Cultural aspects can play a role in the definition of cyberbullying since countries might use different words to describe bullying. During recent years researchers have debated whether the three criteria proposed by Olweus for defining conventional bullying, namely, intentionality, repetition, and imbalance of power, also applies to cyberbullying. Two additional criteria have been proposed that might be specific to cyberbullying: anonymity, and public versus private. Anonymity may intensify negative feelings in the victim, such as powerlessness. Young people consider the attack as more serious when an embarrassing picture is uploaded public than when something nasty is written privately, because of the potentially large audience. The researchers investigated the role of five definitional criteria for cyberbullying, in six European countries. These criteria (intentionality, imbalance of power, repetition, anonymity, and public vs. private) were combined through a set of 32 scenarios, covering a range of four types of behaviors (written-verbal, visual, exclusion, and impersonation).

Method: Participants were 2,257 adolescents from middle to high schools across six European countries: Italy, Spain, Germany, Sweden, Estonia, and France. A set of 32 scenarios was created combining the presence or absence of the criteria. In addition, four types of behavior were covered: written-verbal, visual, exclusion, and impersonation, giving a total number of 128 cyberbullying scenarios. Eight versions of questionnaire were created, each comprising 16 scenarios. Participants were asked of each scenario, whether it was cyberbullying or not. Preliminary focus groups, carried out before the construction of the scenarios, were conducted in each country to find the best term to label cyberbullying. In France cyberbullying was referred to cyber violence.

Results: The highest levels were characterized by imbalance of power followed by intentionality and at a lower level, anonymity. For all of these scenarios, exclusion showed lower percentages as compared with the other types of behavior. In terms of country differences, French participants more often perceived the scenarios as cyberbullying as compared with those in other countries.

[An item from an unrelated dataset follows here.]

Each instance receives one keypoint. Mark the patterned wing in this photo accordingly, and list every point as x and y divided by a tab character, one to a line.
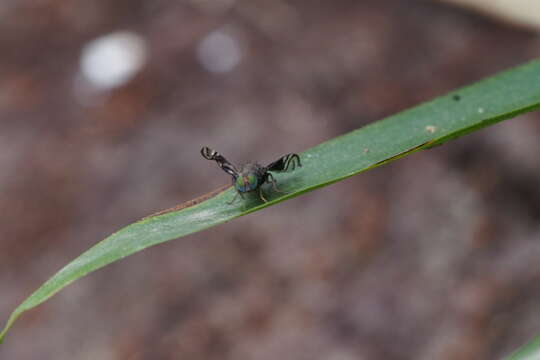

Discussion: When adolescents evaluate a scenario as cyberbullying they mainly consider the presence of the traditional bullying criteria with an exception: the criterion of repetition. The strongest criterion needed to define cyberbullying is imbalance of power. The second dimension that emerged is intentionality. Finally, another criterion seems to define the second dimension together with intentionality: the anonymity. When the imbalance of power is not present, we have a higher probability to perceive it as cyberbullying if the attack is intentional and nonanonymous. Nocentini et al. showed that although anonymity can raise insecurity and fear—if the perpetrator is familiar and he/she is someone who can be trusted—this can hurt the victim more. Public versus private criterion did not show any relevance for the definition of cyberbullying; it seems that an act is defined as cyberbullying regardless of the fact that it is spread to a large audience or not. The French language does not have a direct translation of the term bullying and the term violence is generally used. During 2010, a massive media campaign about school violence and cyber violence was disseminated at the school level in France. Also cyber violence is very broad and can include a wider range of behaviors than the other terms used.